À l’heure actuelle, je vois qu’il y a eu énormément de constructions réalisées, mais nous n’avons pas augmenté de population. Il y a des tas d’appartements qui sont vides et cela pose question : pourquoi des appartements vides et que l’on continue à en faire d’autres ? On construit, mais on ne met pas les gens dedans, et je ne sais pas pour quelle raison…
Je suis pour l’attribution des logements sociaux en séance publique, pour plus de transparence. J’estime qu’à l’heure actuelle il n’y a pas assez de transparence ! Il y a des Grenoblois qui attendent des logements depuis deux ans et qui n’ont rien. Où passent-ils, ces appartements, puisqu’il y a des logements vides ? C’est cela, mon questionnement. Il faut que ça change.
Je pense aussi que la réhabilitation de l’habitat insalubre n’est pas réalisée. On fait de la construction neuve mais on ne réhabilite pas et je trouve que c’est assez dommage, parce qu’on bétonne. C’est la « bétonnisation » à outrance !
Au-delà de la seule question du logement social, le logement sur Grenoble est trop cher, les loyers élevés empêchent les travailleurs les plus modestes à accéder à des logements décents. Que peut faire la mairie ?
Quelque chose m’interpelle : on dit que quand beaucoup d’appartements sont réalisés, cela fait baisser le coût de l’immobilier, et les loyers par voie de conséquence. Et en fait cela ne se fait pas, et les logements sont vides. En terme clair : on construit pour construire, mais en définitive ça ne sert à rien pour les Grenoblois.
Par contre, on paye des impôts exponentiels à Grenoble. Les gens qui voudraient venir habiter Grenoble reculent devant. Il faudrait baisser les impôts, baisser la fiscalité. Compenser les loyers élevés avec la baisse de la taxe d’habitation.

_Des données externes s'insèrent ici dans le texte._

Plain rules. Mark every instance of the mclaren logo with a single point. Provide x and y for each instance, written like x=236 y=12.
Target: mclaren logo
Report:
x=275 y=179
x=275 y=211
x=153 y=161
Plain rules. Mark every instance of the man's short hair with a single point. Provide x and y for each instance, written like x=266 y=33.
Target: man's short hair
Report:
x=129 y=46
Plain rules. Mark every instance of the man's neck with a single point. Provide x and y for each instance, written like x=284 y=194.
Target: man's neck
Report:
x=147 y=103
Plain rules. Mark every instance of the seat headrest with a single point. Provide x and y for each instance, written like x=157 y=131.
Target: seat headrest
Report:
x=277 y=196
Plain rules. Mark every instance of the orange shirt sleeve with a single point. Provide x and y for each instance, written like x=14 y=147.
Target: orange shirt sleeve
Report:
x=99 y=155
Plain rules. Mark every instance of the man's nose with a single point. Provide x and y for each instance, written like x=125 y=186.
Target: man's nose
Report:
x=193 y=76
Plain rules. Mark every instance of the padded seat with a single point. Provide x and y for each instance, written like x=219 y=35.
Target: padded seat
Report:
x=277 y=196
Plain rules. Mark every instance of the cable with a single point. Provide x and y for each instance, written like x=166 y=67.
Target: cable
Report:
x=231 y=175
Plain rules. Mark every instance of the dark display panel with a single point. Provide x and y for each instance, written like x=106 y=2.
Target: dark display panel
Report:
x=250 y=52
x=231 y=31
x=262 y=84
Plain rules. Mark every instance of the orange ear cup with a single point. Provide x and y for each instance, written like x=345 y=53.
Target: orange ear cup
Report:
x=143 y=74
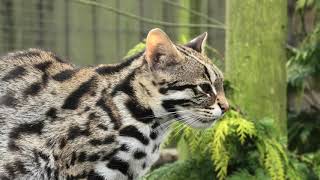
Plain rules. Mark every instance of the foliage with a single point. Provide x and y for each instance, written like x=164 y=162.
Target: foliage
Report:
x=237 y=148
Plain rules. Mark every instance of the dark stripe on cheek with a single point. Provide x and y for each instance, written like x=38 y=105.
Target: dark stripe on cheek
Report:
x=139 y=154
x=64 y=75
x=140 y=113
x=26 y=54
x=82 y=157
x=15 y=73
x=43 y=66
x=132 y=131
x=118 y=164
x=164 y=90
x=73 y=100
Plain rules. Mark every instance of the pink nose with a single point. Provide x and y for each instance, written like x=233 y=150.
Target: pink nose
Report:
x=223 y=103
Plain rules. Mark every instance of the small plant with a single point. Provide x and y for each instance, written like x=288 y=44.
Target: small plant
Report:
x=233 y=148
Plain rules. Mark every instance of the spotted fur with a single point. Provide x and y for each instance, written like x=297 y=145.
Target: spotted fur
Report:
x=58 y=121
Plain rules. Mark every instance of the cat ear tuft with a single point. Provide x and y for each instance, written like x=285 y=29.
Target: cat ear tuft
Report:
x=198 y=43
x=159 y=44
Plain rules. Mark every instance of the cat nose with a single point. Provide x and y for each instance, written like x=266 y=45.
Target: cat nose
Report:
x=224 y=106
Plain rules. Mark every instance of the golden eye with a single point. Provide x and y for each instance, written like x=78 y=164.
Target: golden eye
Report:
x=206 y=88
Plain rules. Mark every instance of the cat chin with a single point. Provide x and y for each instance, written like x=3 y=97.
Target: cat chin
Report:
x=202 y=124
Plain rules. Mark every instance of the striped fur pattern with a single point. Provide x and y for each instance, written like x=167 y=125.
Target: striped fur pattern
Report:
x=58 y=121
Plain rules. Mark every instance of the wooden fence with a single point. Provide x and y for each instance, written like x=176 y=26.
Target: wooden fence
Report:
x=89 y=34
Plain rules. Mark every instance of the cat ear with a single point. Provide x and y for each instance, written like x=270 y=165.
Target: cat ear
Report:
x=160 y=51
x=198 y=43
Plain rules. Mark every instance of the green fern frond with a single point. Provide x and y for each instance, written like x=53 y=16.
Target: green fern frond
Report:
x=273 y=162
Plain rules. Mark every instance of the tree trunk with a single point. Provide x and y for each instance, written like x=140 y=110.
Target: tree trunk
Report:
x=255 y=57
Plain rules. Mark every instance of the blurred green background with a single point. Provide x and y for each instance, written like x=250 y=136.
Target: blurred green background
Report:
x=269 y=51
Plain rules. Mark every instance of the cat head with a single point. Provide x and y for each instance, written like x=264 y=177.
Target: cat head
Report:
x=188 y=85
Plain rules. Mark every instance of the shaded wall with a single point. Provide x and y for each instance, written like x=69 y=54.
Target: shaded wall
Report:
x=87 y=34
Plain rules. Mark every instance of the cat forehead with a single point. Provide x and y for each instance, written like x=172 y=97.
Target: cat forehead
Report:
x=199 y=63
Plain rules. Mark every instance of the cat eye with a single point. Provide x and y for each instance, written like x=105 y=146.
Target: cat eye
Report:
x=206 y=88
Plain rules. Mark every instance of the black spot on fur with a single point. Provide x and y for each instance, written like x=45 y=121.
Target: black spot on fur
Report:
x=97 y=142
x=125 y=86
x=92 y=116
x=43 y=156
x=82 y=157
x=29 y=53
x=118 y=164
x=94 y=176
x=103 y=127
x=106 y=70
x=139 y=154
x=103 y=105
x=63 y=143
x=110 y=155
x=33 y=89
x=15 y=73
x=75 y=132
x=73 y=100
x=64 y=75
x=155 y=147
x=15 y=168
x=58 y=58
x=52 y=112
x=140 y=113
x=124 y=148
x=153 y=135
x=8 y=100
x=93 y=157
x=86 y=109
x=12 y=145
x=43 y=66
x=27 y=128
x=49 y=171
x=144 y=165
x=3 y=177
x=155 y=125
x=132 y=131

Si vous étiez élue, quelles seraient vos priorités en matière sociale ? Pouvez-vous établir un « top 3 » de vos priorités dans ce domaine ?
J’essayerais de créer des places en crèches. On en manque beaucoup et il faut vraiment mettre le paquet à ce niveau !
Pour les seniors, c’est important, je voudrais construire des résidences intergénérationnelles. Je pense que cela manque beaucoup à Grenoble. Il y a des tas de gens âgés qui sont dans de grands appartements, qu’ils ne peuvent plus payer. Il y a trop de logements, mais mal construits. Il fallait faire un état des lieux de ce qu’il manquait, et qui étaient les personnes demandeuses : la jeunesse et les seniors. Mais ce n’est pas comme cela que ça a été fait.
Concernant l’emploi municipal, il y a un problème certain sur la mairie de Grenoble parce qu’il y a un taux d’absentéisme qui est énorme, et je pense que c’est une défaillance de management. Quand vous avez beaucoup de salariés qui s’arrêtent, ce n’est pas un problème de feignantise : ils sont malheureux dans leur travail. Je pense qu’il n’y a pas assez de lien entre les responsables et les syndicats, qui sont tout de même les représentants du personnel ! Il n’y a pas suffisamment de discussion avec eux. Il faudrait vraiment que la mairie change son fusil d’épaule.
Il faudrait aussi, dans les quartiers comme la Villeneuve, très très populaires, mettre le paquet au niveau sécurité pour que les gens aient la paix. Qu’ils puissent vivre en toute quiétude, ce qui n’est pas le cas à l’heure actuelle parce que quand ils rentrent chez eux le soir, ils ont la peur au ventre.